I think I was in sixth grade when a friend’s mother, Mrs. Brennan, taught us both to sew using a pattern as we made pajamas. But it was the fearsome Miss Mahoney, my seventh grade sewing teacher, who taught me details such as a flat-felled seam, bound buttonholes, and the French knot. A few years later I took a Singer Sewing Machine dressmaking course where I learned about putting in zippers properly and little tricks like tailors tacks and finishing off seam binding and the importance of pressing each seam as you finished it. At the end of the course there was a contest, and I won first prize for the dress I made. The dress was truly hideous, and if I ever doubt that, I have the picture to prove it. But the prize was an excellent set of four specialized sewing scissors which I still use.
After that sewing course, I felt quite confident, and I undertook to make a sheath dress and jacket in a beautiful shade of spring-green light-weight wool.
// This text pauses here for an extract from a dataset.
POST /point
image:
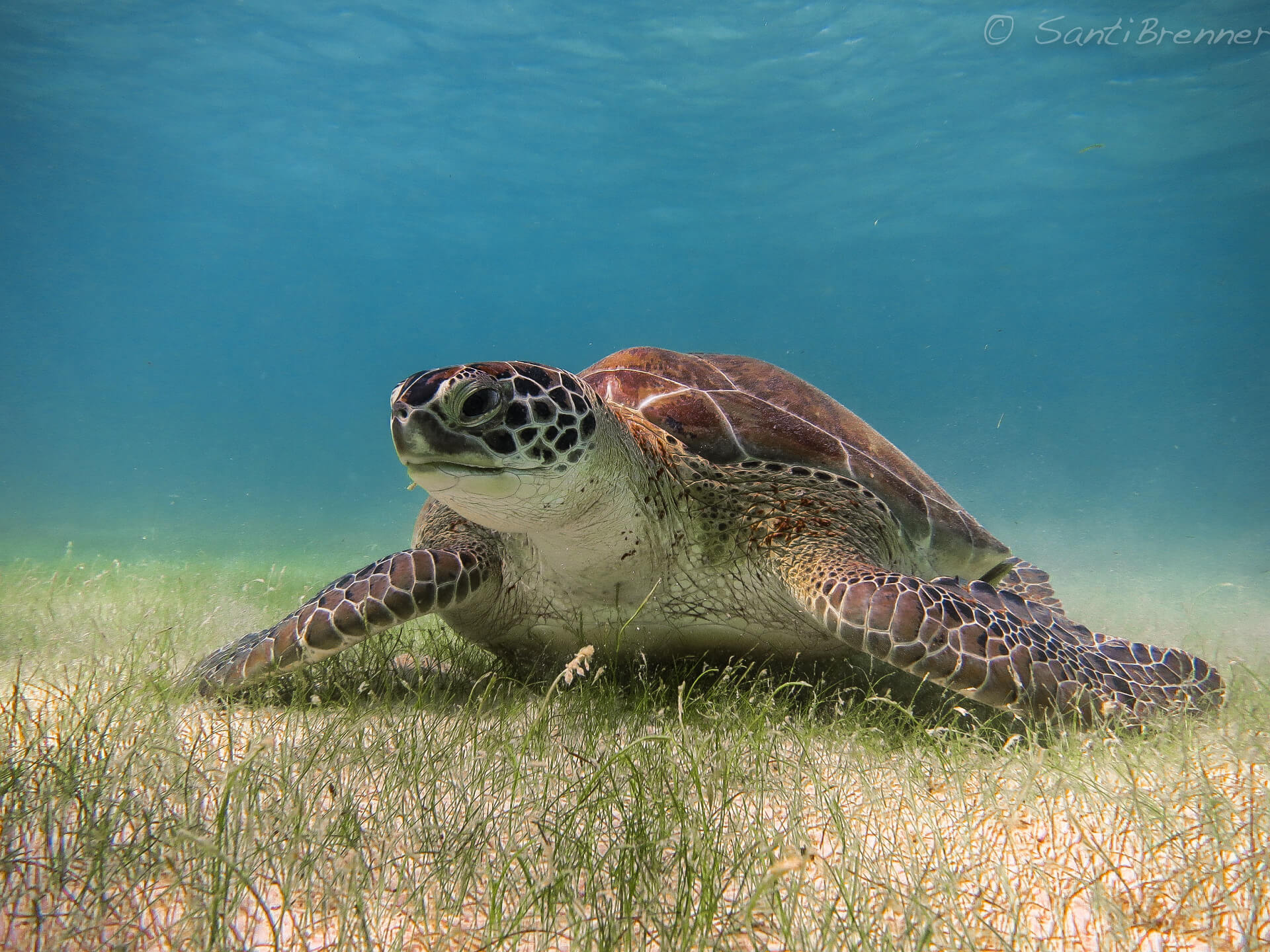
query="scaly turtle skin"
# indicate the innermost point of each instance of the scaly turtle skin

The whole project was coming along fairly well until I got to the cuffs of the jacket. I tried to follow the directions and then tried several more times, but I just couldn’t get them right. By now I was throwing a hissy fit, and my poor mother, having helped through other blips in the process, said, “You take a walk. I’ll fix the cuffs.” When I got back, the cuffs were perfect, but my mother said, “Dorothy, I will PAY you not to start any more sewing projects.” And so I didn’t for a number of years.
And then economic necessity took over, and I made all my maternity clothes. I’m sure it helped that they didn’t have to fit exactly. But when I started making clothes for the kids, I got pretty good at it. My favorite was an outfit for a two-year-old son: a red wool Eton jacket with white silk lining and a pair of short navy blue pants. When my daughter came along, I loved making dresses for her and even made a few without a pattern which was daring for me.
Sometimes I did crazy things like buy a bolt of material to make living room drapes without any idea how to make them. I guess it’s called “learning on the job.” After that task it was almost easy to make rather complicated curtains from printed sheets for another living room and curtains for a married son and his wife.
But I think costumes were my favorite, most satisfying projects: a Holly Hobby costume for my daughter, a Raggedy Ann one complete with a wig for me, and the piece-de-resistance: a very authentic Colonial boy’s costume: shirt with ruffled cuffs and a jabot and knee britches with buckles and a drop front, all for a bicentennial parade at my son’s school. It really pissed me off that first prize went to a rented costume.
And then time went by, and I didn’t sew much anymore, so that today it seems like a major project to sew on a button!